Modifications and Reputation Management

Sometimes it isn’t obvious from the initial meetings that your client has misled you, since they probably believe what they are saying and their feelings may be easy to emphasize with. After all, empathizing part of the job, right?

Especially if you need the cash.

An Unspoken Known in Family Law is that attorneys end up stuck in less-than well-intentioned modifications because they need(ed) the money. But they probably didn’t see the full scope of the headache involved, because we legal professionals easily forget that we talk about family law like mechanics talk with each other about complex vehicle repairs. We forget that the client can hear almost none of the jargon, especially if that client is mired in permanent, bitter feelings.
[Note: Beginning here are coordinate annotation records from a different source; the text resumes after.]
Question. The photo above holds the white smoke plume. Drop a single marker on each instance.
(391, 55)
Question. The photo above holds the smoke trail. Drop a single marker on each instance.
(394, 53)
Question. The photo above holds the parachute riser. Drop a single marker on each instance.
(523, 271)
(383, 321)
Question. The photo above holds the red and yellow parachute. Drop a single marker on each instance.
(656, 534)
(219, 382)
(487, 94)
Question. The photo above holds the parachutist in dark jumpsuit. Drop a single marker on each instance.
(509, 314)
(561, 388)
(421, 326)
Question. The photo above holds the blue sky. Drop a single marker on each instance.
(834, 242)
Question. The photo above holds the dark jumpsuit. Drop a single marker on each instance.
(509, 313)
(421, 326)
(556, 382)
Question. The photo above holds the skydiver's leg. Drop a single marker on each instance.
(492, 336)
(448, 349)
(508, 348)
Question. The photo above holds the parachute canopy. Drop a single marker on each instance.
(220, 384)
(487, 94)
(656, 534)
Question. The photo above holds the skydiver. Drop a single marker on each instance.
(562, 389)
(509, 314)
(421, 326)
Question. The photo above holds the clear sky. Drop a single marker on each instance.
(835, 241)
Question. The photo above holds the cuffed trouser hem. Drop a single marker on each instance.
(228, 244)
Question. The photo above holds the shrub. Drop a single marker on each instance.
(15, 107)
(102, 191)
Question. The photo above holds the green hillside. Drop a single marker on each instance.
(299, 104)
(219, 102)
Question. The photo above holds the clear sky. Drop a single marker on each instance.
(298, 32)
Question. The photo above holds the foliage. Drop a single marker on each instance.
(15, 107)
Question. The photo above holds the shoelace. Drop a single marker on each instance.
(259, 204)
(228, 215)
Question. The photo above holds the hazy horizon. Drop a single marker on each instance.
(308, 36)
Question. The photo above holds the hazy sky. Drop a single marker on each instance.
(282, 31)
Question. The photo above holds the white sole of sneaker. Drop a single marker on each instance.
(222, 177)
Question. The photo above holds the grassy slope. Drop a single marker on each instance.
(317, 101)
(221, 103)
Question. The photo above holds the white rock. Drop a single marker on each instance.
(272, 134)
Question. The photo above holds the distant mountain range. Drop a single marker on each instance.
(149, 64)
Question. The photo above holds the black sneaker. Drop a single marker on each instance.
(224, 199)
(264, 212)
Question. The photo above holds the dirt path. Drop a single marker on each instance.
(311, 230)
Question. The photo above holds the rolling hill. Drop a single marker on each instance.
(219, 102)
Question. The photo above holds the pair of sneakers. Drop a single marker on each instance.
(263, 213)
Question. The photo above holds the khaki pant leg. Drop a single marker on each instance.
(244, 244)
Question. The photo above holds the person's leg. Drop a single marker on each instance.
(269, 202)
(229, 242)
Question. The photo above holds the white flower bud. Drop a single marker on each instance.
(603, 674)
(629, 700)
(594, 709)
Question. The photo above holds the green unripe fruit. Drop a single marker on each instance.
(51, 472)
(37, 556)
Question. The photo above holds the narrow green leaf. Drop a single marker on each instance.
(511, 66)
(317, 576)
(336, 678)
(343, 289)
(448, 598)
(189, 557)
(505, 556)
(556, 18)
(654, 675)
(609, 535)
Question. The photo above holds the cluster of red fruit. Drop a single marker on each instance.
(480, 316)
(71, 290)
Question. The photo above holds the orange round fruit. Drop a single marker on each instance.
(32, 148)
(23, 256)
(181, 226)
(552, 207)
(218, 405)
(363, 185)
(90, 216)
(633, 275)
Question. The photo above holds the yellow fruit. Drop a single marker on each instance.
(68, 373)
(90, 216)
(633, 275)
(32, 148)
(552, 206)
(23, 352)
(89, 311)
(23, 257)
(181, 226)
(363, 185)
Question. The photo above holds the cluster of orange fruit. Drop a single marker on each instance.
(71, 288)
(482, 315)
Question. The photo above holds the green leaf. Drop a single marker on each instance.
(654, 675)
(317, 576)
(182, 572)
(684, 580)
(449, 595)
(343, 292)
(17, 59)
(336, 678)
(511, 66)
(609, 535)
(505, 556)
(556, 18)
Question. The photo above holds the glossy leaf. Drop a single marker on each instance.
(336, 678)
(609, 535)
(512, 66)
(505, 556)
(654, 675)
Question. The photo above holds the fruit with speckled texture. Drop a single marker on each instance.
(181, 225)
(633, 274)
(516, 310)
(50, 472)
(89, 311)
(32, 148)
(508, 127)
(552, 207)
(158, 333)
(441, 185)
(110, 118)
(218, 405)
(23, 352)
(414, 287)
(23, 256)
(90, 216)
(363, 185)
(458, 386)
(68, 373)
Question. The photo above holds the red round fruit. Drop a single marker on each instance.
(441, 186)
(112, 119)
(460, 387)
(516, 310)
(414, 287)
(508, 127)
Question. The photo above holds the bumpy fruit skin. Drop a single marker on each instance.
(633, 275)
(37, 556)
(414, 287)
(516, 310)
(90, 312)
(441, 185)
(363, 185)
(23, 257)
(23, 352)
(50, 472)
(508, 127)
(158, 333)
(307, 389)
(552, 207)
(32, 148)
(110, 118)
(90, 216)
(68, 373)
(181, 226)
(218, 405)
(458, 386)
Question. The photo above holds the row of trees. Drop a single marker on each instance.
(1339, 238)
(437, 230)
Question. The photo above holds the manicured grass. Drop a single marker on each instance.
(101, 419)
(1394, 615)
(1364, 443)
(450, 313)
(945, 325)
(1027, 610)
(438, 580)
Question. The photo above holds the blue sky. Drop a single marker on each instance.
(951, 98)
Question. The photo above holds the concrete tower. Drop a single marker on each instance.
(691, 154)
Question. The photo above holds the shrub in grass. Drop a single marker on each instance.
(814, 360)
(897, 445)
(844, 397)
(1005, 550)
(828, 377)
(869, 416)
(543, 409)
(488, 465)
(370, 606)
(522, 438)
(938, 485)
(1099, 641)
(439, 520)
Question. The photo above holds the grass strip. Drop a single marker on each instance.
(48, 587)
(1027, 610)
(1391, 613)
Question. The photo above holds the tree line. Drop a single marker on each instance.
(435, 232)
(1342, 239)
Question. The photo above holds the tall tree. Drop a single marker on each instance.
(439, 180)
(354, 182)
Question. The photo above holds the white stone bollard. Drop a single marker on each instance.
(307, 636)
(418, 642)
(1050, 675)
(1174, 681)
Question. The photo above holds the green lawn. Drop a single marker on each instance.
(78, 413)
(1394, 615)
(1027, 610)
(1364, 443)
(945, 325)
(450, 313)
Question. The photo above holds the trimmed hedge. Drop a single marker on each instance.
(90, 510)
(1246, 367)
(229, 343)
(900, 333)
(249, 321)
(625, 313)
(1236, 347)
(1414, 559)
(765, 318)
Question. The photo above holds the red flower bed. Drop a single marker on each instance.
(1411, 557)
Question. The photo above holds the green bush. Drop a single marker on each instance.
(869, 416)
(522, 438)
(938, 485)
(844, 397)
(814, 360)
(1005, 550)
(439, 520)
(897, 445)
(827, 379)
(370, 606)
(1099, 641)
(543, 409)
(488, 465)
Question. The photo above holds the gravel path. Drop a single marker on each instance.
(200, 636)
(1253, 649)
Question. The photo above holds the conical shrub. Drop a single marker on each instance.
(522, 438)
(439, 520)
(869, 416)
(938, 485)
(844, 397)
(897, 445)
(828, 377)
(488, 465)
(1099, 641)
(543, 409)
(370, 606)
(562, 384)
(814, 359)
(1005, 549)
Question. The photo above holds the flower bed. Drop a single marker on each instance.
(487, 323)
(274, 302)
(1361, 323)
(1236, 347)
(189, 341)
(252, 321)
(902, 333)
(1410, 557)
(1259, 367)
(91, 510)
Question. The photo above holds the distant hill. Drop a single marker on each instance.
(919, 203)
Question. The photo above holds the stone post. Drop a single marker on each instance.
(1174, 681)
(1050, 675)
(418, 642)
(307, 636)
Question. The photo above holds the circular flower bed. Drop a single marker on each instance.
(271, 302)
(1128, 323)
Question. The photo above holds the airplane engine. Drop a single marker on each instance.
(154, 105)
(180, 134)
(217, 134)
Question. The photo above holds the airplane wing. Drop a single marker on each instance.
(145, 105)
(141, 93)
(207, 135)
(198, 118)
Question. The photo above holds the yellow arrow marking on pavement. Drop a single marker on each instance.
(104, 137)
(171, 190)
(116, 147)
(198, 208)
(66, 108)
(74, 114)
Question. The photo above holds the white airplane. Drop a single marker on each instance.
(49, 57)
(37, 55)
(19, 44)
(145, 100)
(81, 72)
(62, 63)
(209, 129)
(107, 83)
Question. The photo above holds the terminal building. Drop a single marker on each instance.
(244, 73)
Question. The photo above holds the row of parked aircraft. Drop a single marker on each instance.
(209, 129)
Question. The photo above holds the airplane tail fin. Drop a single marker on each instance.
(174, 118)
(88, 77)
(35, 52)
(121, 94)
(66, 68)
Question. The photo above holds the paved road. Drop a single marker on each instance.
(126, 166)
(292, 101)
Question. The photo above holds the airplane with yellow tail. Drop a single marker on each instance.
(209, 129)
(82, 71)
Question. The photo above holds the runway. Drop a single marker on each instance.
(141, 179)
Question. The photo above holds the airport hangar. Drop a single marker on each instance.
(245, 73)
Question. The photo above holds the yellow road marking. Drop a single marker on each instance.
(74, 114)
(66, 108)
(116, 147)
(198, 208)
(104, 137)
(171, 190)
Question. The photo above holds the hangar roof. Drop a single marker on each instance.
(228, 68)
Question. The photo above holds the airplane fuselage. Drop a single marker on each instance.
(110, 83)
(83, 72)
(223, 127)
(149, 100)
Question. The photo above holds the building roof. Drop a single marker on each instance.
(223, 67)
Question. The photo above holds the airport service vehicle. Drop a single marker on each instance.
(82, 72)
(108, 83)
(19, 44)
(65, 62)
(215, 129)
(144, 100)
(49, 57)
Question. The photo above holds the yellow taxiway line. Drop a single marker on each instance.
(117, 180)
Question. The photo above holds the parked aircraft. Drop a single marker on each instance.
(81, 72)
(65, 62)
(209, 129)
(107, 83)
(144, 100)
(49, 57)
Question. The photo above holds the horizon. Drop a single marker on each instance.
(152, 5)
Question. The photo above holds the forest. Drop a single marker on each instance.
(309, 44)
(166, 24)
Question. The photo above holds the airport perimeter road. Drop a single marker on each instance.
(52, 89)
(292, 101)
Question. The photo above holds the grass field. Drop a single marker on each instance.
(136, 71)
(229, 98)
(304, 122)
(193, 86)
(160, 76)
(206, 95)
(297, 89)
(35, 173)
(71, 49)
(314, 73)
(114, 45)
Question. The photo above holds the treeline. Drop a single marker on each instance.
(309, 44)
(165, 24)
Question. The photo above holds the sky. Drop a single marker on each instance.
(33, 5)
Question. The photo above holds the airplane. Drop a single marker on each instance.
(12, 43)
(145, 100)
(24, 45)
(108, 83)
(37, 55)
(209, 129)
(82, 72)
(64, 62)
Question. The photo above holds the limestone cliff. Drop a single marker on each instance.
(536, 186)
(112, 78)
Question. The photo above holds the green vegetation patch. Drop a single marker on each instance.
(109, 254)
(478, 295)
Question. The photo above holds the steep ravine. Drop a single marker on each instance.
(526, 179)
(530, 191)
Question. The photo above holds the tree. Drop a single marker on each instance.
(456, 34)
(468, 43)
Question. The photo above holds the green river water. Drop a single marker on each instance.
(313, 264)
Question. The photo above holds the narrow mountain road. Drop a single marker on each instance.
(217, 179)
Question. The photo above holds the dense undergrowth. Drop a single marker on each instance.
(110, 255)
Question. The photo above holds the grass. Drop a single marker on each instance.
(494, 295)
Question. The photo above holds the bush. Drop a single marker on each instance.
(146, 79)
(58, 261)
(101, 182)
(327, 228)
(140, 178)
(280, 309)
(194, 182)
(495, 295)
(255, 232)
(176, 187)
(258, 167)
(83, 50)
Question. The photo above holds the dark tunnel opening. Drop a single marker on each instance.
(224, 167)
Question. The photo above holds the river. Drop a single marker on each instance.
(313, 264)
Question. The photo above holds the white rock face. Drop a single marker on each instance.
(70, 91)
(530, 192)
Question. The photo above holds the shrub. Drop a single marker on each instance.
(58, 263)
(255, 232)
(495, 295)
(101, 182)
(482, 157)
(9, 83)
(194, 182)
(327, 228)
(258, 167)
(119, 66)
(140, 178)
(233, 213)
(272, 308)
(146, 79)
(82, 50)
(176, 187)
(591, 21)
The truth of disempowerment is hard to believe as a present reality. A loss of control over one’s life, a loss of control and time and opportunity to bond with one’s child – these are devastating life changes which are impossible to fully accept for some.

When those feelings are combined with some technically plausible reason to file a lawsuit, you have a recipe for disaster: a suit that can’t really lead to much in the way of meaningful changes, or even if it does and can and will, it very well may not be what the client really wanted from the beginning: retribution, revenge: to punish the other party; to use the child as a pawn.

It bears repeating that much of this unfolds subconsciously for both attorney and client. Few people routinely act on conscious malice.

You may be thinking: “yes I know all this, so what do I do?” Well, aside from taking care in avoiding cases like this, and aside from sending your client to therapy, do the unthinkable:

Forget about your reputation and tell the truth. Level with the client about their resentment. Get philosophical with them about the ultimate point of satisfied revenge. This will work better than you might think. Clients are better tuned to the believability of your words than the actual words themselves in the state that they are in, and they will detect a greater degree of sincerity than when you were explaining technical grounds for filing suit.

And here’s the scary part: tell the truth about your part in it: that you felt as they did and saw a path to vindication on the basis of those feelings, but the situation is now more clear, more complex, and nearly impossible to fix, because *the underlying feelings in these cases can never be litigated* to a resolution, if they can be resolved at all.

All they can really do is give it time. And that clock starts when they stop litigating.